Private equity also faces a pushback in Washington from labor unions, who contend the industry's mega-deals hurt workers, cost jobs and widen the country's income inequality. The AFL-CIO has appealed to the Securities and Exchange Commission to delay Blackstone's planned initial public offering and to regulate it as an investment company.
The SEC has told the AFL-CIO that it is taking the organization's concerns “very seriously” in its review of the IPO, said Vineeta Anand, chief research analyst in the AFL-CIO's Office of Investment.
For now, the Private Equity Council has not taken a public position on the Baucus-Grassley legislation. Council spokesman Robert Stewart said the group is instead focusing its efforts on maintaining the existing tax rate on “carried interest,” or profit made by the general partners in a private equity firm.
When a private equity fund sells a company, the general partner is entitled to 20 percent of the profit or carried interest that is taxed at a 15-percent rate rather than ordinary income rates of up to 35 percent.
Some consider carried interest as compensation or a performance fee that should be taxed higher. But Stewart said the current tax treatment is fair because there's no guarantee investments will yield any profit for general partners.

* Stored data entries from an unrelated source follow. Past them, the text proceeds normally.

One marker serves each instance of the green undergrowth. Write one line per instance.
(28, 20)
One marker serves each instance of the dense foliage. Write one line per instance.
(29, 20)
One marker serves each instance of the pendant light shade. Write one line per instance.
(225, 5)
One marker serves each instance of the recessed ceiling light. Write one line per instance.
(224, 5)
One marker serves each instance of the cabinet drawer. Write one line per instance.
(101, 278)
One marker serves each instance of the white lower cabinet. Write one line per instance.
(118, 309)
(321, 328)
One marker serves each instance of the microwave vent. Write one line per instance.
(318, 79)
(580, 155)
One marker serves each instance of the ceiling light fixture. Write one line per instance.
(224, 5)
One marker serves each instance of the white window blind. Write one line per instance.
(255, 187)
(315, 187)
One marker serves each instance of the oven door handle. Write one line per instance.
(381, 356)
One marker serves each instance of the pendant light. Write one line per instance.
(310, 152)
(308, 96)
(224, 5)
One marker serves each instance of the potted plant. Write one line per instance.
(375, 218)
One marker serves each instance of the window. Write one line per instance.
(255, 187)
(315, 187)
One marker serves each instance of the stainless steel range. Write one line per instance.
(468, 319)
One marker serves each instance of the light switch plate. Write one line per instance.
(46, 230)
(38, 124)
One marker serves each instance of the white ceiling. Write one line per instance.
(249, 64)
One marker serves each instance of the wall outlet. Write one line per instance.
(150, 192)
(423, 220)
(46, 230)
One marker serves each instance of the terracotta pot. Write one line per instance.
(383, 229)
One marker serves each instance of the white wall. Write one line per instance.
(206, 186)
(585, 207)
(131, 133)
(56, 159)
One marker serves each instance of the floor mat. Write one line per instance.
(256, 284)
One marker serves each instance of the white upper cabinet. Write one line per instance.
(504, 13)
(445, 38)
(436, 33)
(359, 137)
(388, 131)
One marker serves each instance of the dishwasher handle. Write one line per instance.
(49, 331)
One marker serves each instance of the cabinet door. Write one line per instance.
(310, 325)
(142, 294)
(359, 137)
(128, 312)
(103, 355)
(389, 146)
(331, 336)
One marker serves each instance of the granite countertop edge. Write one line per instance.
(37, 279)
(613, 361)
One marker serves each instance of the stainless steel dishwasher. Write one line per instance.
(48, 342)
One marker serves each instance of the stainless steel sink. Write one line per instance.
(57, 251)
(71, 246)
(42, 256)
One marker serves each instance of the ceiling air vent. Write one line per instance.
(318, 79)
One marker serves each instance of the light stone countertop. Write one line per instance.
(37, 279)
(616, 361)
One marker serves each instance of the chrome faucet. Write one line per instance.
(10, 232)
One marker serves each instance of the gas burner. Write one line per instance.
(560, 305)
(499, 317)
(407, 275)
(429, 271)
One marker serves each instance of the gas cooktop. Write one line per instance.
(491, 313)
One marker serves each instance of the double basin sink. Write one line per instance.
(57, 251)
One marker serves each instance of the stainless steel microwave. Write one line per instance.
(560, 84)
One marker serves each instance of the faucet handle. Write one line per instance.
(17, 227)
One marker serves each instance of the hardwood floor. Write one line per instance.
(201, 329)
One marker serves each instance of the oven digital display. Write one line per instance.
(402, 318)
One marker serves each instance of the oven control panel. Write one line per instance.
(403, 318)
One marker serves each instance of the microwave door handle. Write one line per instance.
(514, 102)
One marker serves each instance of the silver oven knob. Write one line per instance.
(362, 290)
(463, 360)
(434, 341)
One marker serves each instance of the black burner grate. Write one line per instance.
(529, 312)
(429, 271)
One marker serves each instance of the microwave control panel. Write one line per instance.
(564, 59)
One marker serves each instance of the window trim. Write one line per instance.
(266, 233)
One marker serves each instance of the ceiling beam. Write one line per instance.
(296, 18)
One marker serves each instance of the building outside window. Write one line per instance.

“It is no different than any other investment whether it's real estate, oil and gas, or an ice cream store,” he said.
The Baucus-Grassley legislation could double the tax burden for private-equity firms that go public, but, as written, it would exempt Blackstone from the higher rates for five years from the date it goes public. Blackstone said Tuesday it will price its initial public offering Thursday, about a week earlier than expected.
The Capitol Tax Partners lobbying team working on behalf of the Private Equity Council includes several former congressional tax experts, including: Jonathan Talisman, who was assistant secretary of the Treasury in the Clinton administration; Rick Grafmeyer, the former deputy chief of staff of the Joint Committee on Taxation; William “Mac” McKenney, who was staff director of the Ways and Means Subcommittee on Oversight; Joe Mikrut, who was treasury tax legislative counsel in both the Clinton and Bush administrations; and Lawrence Willcox, who was staff director of the Senate Republican Policy Committee.
The Private Equity Council's membership also include Apollo Management, Bain Capital, The Carlyle Group, Hellman & Friedman, Kohlberg Kravis Roberts & Co., Madison Dearborn Partners, Providence Equity Partners, Silver Lake Partners, Texas Pacific Group and Thomas H. Lee Partners.